In a ruling over two separate cases in California and Massachusetts, the Supreme Court ruled in favor of privacy rights over the necessity of investigating crime. Defendants David Riley of California and Brima Wurie of Massachusetts sought to overturn their convictions due to the fact that their convictions had stemmed from their phones being searched without a warrant. The Supreme Court ruled that both searches were unconstitutional.

While police are still allowed to examine a phone to specifically ensure it is not a weapon, the ruling states “digital data stored on a cell phone cannot itself be used as a weapon to harm an arresting officer or to effectuate the arrestee’s escape.”

“Modern cellphones are not just another technological convenience,” said Chief Justice John G. Roberts Jr. “The fact that technology now allows an individual to carry such information in his hand does not make the information any less worthy of the protection for which the Founders fought.
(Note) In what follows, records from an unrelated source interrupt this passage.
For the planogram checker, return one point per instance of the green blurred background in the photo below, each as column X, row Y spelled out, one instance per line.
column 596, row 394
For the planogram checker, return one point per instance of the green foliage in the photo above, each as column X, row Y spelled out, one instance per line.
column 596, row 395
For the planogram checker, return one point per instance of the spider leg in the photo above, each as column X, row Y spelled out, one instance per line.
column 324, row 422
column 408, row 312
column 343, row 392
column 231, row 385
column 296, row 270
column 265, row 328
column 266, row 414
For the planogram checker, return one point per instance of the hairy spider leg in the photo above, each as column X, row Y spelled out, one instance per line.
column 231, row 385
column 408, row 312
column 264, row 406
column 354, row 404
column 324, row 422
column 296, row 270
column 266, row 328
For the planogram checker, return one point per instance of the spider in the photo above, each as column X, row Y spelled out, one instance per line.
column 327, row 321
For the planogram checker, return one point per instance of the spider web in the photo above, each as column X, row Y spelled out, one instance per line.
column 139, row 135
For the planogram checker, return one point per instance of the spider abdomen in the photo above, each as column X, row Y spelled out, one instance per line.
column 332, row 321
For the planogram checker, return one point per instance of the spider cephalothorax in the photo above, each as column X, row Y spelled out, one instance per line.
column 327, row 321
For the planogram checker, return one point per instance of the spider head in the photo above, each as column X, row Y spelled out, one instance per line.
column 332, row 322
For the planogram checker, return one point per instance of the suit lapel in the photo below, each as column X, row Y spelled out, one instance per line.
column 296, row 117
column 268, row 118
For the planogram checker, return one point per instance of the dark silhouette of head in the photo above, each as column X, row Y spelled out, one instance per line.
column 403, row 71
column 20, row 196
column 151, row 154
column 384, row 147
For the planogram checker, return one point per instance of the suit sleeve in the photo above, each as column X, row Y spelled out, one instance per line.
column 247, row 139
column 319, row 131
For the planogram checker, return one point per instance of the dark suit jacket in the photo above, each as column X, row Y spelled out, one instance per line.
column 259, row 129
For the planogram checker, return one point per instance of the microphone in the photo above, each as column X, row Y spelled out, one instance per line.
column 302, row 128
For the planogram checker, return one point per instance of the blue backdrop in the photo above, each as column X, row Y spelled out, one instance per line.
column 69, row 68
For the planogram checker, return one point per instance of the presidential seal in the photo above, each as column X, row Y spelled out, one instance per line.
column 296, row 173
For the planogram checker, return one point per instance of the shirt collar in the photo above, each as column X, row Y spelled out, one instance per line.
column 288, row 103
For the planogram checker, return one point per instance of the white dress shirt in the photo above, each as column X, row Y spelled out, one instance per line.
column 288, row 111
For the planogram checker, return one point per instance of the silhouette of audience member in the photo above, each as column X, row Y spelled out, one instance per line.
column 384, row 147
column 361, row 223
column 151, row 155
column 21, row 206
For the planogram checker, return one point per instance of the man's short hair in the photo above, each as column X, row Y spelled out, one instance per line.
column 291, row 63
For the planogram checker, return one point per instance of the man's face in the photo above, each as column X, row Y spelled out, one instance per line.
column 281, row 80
Our answer to the question of what police must do before searching a cell phone seized incident to an arrest is accordingly simple—get a warrant.”

ACLU national legal director Steven R. Shapiro responded to the ruling: “By recognizing that the digital revolution has transformed our expectations of privacy, today’s decision is itself revolutionary and will help to protect the privacy rights of all Americans. We have entered a new world but, as the court today recognized, our old values still apply and limit the government’s ability to rummage through the intimate details of our private lives.”